А еще царь прислал денег четыреста рублей, да от царицы Натальи двести, да от нее же двадцать пять полотен и двадцать полотенец. Да кроме того пять белуг, десять осетров и две севрюги, две лососи, коврижек медовых. Никон с поклоном принял посылку и сказал:
«А я было ожидал от государской милости овощей, винограду в патоке, яблочек, слив, вишенок. Знать, Господь Бог ему об этом не известил, а здесь этой благодати никогда не видаем... Ты уж, Ларивон, распорядись на Дворе, чтобы прислали этого гостинчика убогому старцу...»
А еще из приказа Тайных дел прибыла роспись, что велено отныне давать Никону из белозерских запасов погодно: «15 ведр вина церковного, 10 ведр романеи, 10 ренского, 10 пуд патоки на мед, 30 пуд меду сырцу, 20 ведр малины на мед, 10 ведр вишен на мед, 30 ведр уксусу, 50 осетров, 20 белуг, 400 теш межукосных, 70 стерлядей свежих, 150 щук, 200 язей, 50 лещей, 1000 окуней, 1000 карасей, 30 пуд икры, 300 пучков вязиги, 2000 кочней капусты, 20 ведр огурцов, 50 ведр рыжиков, 50 ведр масла конопляного, 50 ведр масла орехового, 50 пуд масла коровьего, 50 ведр сметаны, 10 тысяч яиц, 30 пуд сыров, 300 лимонов, полпуда сахару головного, пуд пшена сорочинского, 10 фунтов перцу, 10 фунтов имбирю, 5 четвертей луку, 10 четвертей чесноку, 10 четвертей грибов, 10 четвертей репы, 5 четвертей свеклы, 500 редек, 3 четверти хрену, 100 пудов соли, 60 четвертей муки ржаной, 20 четвертей пшеничной, 50 четвертей овса, 3 четверти проса, 12 четвертей гороха, 5 четвертей семени конопляного, 20 четвертей толокна, да работникам 40 стягов говядины или 150 полтей ветчины».
Никон прочел роспись и не смог скрыть довольной улыбки. Что говорить, явил государь милость, из полной горсти просыпал на трапезный стол ферапонтова узника, вспомнив прежнюю дружбу.
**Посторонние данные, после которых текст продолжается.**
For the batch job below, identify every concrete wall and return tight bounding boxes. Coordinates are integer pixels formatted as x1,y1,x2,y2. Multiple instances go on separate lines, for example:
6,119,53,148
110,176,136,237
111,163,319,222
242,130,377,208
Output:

И тут же нахмурился Никон, вспомнив вражду с кирилловскими монахами. Ведь и белозерская братия не лаптем шти хлебает, давно научена поборами, налогою и дороговью к скрытной жизни и знает не понаслышке, что с сильным не борись, но тяни свое лыко в строку молчком, не переча. Царь далеко, Бог высоко, а как спросится, так и смолвится. Ради обители можно и соврать, не дорого и возьмется; лишь печись о матери-Церкви, а Христос спасет.
И посетовал старец Ларивону:
«Ведь и в прежних годах, думный, много было чего велено мне давать. Да сам видишь, чего ем: окуневые головы, снеток да сушняк сорожиный, что зачервивел с позапрошлого лета. От такой свинячей ествы непроходимость у меня, изжога замучила... Дают они против прописи государевой раз в пять и в десять мене того, да и то с великими брюзгами, и стонами, и кляузами по всем приказам, де, ферапонтов батько их живьем съел. Ах, прокуды, мало их сек, бывалоче; надо бы кажинный день на горох их ставить, как школяров, чтобы гонору убывало, а в душе прибывало».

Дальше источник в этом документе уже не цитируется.